Guideline Recommendations for malignant peripheral nerve sheath tumour and atypical neurofibromatous neoplasm of uncertain biologic potential.

Malignant peripheral nerve sheath tumour and atypical neurofibromatous neoplasm of uncertain biologic potential
No Recommendations Strength
1
  • The following groups of people with NF1 should be considered at high risk of MPNST:

  • NF1 microdeletion affecting SUZ12

  • missense variants affecting codons 844-848

  • previous atypical neurofibromatous neoplasm with uncertain biologic potential (ANNUBP)

  • high internal tumour load on WB-MRI or large or multiple plexiform neurofibroma in absence of WB-MRI

  • neurofibromatous neuropathy

  • previous radiotherapy

  • a relative with NF1 and MPNST

strong
2 Clinical assessment for MPNST should consist of assessing the following:
  • Tumour growth: a rapid increase in the size or a change in growth rate or of an existing plexiform neurofibroma.
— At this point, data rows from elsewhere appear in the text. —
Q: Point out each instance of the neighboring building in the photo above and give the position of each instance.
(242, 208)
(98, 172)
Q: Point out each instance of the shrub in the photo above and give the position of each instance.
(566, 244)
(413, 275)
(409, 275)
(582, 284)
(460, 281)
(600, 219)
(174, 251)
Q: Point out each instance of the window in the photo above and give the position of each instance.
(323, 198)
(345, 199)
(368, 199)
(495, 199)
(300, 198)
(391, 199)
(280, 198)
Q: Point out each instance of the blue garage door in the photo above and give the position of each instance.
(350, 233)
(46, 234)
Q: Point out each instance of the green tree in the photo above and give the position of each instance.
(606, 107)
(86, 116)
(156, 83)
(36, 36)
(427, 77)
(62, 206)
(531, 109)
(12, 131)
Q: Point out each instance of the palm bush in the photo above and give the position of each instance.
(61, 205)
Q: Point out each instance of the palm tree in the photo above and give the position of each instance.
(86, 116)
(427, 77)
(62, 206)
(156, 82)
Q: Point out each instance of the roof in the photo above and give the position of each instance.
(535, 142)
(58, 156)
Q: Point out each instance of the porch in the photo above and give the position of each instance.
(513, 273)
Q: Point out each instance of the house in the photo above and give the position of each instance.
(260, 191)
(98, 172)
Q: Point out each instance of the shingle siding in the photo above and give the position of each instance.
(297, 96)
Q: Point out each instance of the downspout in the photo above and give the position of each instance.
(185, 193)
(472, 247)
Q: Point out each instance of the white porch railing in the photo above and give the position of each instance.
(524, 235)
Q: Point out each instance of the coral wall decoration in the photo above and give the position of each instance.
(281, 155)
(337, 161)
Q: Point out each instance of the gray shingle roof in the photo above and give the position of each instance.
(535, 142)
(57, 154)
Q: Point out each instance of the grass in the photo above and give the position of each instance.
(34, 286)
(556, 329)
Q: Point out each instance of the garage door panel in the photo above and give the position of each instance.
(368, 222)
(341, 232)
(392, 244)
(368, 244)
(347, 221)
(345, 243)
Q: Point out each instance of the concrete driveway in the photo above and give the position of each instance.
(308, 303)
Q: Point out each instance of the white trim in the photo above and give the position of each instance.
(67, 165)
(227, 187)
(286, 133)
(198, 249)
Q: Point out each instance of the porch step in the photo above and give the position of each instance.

  • Pain: new and persistent, nocturnal, substantial pain/pain that is difficult to control.

  • New motor deficit, sensory deficit associated with any neurofibroma or peripheral nerve. This includes bladder function, bowel disturbance, swallowing problems and breathing difficulty.

  • Tumour consistency: development of hard nodule in a previously soft plexiform neurofibroma.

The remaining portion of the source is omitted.